The move toward dimensional pricing continues. FedEx Corp. recently made headlines by announcing that starting Jan. 1, 2015, it would price ground parcel shipments measuring less than three cubic feet by size rather than weight. This will likely result in significant rate increases for lightweight, bulky shipments that take up a lot of space in the company's vans.
FedEx is far from the first to go the dimensional pricing route. Old Dominion Freight Line (ODFL) pioneered the practice in less-than-truckload (LTL) transportation a few years ago. More recently, UPS Freight, the LTL unit of UPS Inc., rolled out a density-based pricing program for interested shippers. Now, LTL carrier YRC Worldwide has similar plans. The company expects to install 38 automated "dimensioners" to measure and weigh items at some of its YRC Freight terminals by year's end. YRC also has a pilot program to install dimensioners at some locations operated by its YRC Regional unit, CFO Jamie Pierson said in a conference call to discuss the company's first-quarter results.

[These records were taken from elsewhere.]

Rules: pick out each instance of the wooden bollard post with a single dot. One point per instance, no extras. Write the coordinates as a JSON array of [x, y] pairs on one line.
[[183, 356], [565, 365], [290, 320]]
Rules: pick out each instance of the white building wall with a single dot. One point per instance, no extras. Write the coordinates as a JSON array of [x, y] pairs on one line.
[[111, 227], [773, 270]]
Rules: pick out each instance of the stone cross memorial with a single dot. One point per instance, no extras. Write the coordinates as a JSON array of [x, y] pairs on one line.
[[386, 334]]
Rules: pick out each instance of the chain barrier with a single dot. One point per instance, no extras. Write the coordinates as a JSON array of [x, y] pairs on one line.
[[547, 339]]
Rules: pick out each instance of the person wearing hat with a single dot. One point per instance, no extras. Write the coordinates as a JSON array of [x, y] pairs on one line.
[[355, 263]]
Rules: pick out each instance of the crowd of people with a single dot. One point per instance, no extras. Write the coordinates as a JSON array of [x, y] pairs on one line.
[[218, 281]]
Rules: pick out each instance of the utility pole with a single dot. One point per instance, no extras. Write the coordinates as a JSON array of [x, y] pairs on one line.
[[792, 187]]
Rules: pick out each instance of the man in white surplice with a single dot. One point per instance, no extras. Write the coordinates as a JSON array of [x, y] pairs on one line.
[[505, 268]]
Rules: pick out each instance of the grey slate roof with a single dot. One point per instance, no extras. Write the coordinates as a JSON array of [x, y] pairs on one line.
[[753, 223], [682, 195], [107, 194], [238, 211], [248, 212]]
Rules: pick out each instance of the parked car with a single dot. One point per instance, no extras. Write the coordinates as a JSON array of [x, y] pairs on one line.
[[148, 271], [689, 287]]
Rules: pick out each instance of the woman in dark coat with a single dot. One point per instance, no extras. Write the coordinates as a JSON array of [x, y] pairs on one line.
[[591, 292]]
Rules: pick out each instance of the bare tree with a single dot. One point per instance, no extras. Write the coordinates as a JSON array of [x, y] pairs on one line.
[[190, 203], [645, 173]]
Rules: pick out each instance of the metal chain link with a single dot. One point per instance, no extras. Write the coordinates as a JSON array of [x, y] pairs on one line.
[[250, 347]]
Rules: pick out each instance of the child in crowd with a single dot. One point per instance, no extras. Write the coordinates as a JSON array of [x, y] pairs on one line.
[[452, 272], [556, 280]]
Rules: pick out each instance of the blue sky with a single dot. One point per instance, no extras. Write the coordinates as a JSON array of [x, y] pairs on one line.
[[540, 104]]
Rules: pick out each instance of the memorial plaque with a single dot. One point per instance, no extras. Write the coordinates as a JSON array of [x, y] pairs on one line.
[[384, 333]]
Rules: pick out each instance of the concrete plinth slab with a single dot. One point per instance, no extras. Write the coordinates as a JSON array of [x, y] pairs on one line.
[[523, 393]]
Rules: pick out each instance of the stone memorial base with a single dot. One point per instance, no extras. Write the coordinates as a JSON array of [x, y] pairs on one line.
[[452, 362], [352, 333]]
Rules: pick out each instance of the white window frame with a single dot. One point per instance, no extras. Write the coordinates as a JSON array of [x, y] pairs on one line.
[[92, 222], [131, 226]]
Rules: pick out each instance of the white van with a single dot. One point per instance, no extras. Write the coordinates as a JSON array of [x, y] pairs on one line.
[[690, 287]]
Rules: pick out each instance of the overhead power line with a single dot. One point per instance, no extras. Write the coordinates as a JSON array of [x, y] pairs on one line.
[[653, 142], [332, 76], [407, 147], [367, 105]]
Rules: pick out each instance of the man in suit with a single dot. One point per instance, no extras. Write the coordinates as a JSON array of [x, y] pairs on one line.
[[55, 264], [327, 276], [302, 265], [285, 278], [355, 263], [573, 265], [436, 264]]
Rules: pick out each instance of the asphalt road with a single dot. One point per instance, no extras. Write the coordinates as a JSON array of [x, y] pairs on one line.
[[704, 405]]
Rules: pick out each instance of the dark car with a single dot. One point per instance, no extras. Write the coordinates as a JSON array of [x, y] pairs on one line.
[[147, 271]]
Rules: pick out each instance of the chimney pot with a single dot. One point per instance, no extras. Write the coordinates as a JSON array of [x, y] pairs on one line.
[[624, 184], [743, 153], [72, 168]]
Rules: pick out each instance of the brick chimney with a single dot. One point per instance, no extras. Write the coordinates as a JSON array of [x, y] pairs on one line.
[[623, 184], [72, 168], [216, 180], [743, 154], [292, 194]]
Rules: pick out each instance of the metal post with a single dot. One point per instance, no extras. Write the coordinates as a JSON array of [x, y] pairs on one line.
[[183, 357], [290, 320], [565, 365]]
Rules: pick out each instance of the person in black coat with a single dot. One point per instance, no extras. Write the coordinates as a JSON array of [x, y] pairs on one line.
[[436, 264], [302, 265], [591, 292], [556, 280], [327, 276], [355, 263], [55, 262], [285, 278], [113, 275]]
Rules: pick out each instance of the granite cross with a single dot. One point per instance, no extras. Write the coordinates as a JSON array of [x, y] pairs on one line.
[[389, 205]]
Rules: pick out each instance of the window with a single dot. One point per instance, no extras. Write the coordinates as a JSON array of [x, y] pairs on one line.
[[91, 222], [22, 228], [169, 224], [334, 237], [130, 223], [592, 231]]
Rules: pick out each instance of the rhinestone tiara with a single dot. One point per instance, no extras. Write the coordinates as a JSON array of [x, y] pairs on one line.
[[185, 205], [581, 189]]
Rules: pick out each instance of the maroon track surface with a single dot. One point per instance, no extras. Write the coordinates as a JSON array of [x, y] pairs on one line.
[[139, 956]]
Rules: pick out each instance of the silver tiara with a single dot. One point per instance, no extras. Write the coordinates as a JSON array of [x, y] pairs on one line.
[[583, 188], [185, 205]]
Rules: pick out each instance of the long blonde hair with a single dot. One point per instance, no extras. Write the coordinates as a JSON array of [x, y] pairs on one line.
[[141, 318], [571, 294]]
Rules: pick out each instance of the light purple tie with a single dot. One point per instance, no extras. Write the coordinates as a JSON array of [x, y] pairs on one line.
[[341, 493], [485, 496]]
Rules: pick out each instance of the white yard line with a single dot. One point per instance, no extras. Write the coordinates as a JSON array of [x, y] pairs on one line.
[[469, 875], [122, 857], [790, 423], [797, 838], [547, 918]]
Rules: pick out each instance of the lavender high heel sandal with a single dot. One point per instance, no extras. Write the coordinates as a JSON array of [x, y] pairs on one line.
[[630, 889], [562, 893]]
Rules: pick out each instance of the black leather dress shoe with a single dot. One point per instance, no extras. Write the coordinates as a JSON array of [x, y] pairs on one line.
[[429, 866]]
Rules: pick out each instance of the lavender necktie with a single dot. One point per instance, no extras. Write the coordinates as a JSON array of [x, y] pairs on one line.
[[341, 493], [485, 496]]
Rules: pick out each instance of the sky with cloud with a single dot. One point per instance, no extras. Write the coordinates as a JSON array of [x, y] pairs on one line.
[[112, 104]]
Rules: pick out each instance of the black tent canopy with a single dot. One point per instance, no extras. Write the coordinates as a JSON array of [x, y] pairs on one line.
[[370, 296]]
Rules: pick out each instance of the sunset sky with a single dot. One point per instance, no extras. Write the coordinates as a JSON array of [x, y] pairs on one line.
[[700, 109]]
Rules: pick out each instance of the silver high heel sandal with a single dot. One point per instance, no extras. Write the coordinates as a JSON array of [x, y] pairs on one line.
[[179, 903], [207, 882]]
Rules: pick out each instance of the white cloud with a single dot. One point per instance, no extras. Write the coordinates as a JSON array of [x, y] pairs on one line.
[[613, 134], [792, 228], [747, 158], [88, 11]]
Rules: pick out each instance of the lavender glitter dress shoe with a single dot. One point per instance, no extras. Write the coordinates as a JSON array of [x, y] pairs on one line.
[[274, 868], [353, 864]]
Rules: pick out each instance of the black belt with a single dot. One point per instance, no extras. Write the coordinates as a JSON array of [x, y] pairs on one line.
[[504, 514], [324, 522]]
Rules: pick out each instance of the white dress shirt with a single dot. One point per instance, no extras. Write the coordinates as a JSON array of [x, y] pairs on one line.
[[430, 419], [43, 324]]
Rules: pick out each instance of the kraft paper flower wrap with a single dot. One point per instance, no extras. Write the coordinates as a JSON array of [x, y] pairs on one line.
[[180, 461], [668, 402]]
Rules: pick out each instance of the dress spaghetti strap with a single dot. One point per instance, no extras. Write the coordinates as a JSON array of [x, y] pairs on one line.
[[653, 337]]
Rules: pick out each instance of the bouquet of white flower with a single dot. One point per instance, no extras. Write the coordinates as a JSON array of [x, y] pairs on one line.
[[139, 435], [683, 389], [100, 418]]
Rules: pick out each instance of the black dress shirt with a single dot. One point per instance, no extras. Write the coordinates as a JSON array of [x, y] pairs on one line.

Pierson told analysts that the dimensioner technology helps the company more accurately measure the cubic volumes of a larger percentage of its shipments. "The capture of precise shipment dimensions improves our ability to determine the true cost of each shipment based on weight and space utilized," Pierson said during the call. And in words that won't be music to the ears of pillow, lampshade, and feather shippers—whose lightweight products have long been priced by weight rather than by cubic volume—Pierson added that the equipment "positions us to accommodate a shift in the market toward density-based pricing methodologies."